Due to our unexpected stop over we got to Kenosha a day early and now could really relax and enjoy the push to Breckenridge. We camped at Kenosha and early the next morning made our push to the base of Georgia Pass. This section from Kenosha to Georgia Pass was stunning and so far my favorite scenery of the trip. We hiked down into and across the South Park Valley, which on 285 is my favorite view when driving, so to be able to see it so up close and personal was really a dream come true for me. I just wished I had a horse so we could gallop across the valley full speed with the wind in my hair!  But hiking at very slow speeds with dripping sweat through my hair was just as amazing and something I hope never to forget.

We slept the night of August 9th at our first high alpine campsite, dispersed but absolutely perfect, out in just the last few groupings of trees before we hit tree line.

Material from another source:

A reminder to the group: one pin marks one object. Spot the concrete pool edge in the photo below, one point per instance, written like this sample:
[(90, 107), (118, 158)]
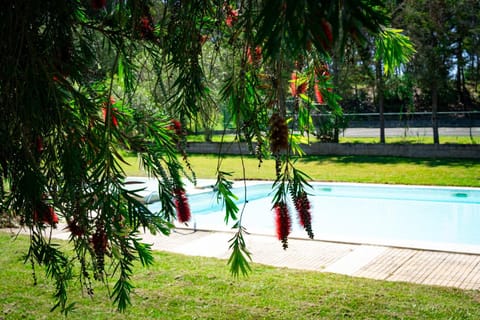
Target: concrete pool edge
[(451, 248)]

Huge 12 and 13 thousand foot mountains all around us and so many wild flowers the landscape looked almost quilted with colored and textured fabrics. What an amazing place to wake up on the morning of my 29th birthday. On the 10th we pushed to the top of Georgia Pass and descended down down down, hiking past Keystone Outback and the Dillon Valley. We got our first rain of the trip that day as well. Mike set up a quick tarp and let us sit under it as the storm passed. We hiked a long day and found a beautiful campsite near a forest road, so there were many other people there, which at times is really nice and comforting to me, even if we don’t interact, just knowing they’re there. Mike hiked in for my birthday a small box of wine, candies, a card and some nail polish for me. What a treat! The next day we were back at it hiking over Swan Mountain to the Breckenridge side. This put us in Breckenridge a day early so we camped in the rain just a few miles outside of town and hiked in the next morning.
It was weird getting back to civilization, Breckenridge was a little overwhelming since it is like Disney Land for adults from Oklahoma and I felt a bit culture shocked and a little bit anxious for the first few hours settling back in to “town”. Leah and Christian our very dear friends, put us up at their place in Dillon for a couple days and it was a wonderful time catching up and sharing with them our travels so far. We also got a much needed respite for both us and our dogs.

8 days in the back country is a lot to take on; the food for that period of time is really heavy and mileage in the first days is so crucial in order to stay on track and get to each destination on time. However, while those things are important and us being prepared has everything to do with our eventual success, it isn’t the most important thing once you are out there. Time spent in nature in the places that so many will never work that hard to see, mountains as far as the eyes can see, clouds below you as walk the high alpine passes, bathing in Mountain streams, watching weather systems build all day and then watching and feeling them let go upon you, star gazing, smelling the forest floor and the Ponderosa Pines and seeing fresh mountain dew upon everything on the early morning hikes, watching the dogs have the best day of there life every single day, spending time with my spouse having no negative distractions or dramas around us, these are the important things, and out there I’ve never felt  more content with myself and the path I'm choosing to walk in life. Before I left, my grandma asked me why I was doing this? She asked very simply if it was just for me to see things? I responded with something very self-important like, “Grandma, it’s for my soul”, but the more I walk the more simple everything is becoming in my life and now the answer is simply “yes, I want to see things!” But even more I want to see the things that you have to work to get to. Nothing good in life is free, and I think she’d appreciate that sentiment more than most.
We are learning and growing each day. We are living our dreams!

Big Thanks to each of you for all the love and support over the course of this journey and as always, Thanks for reading!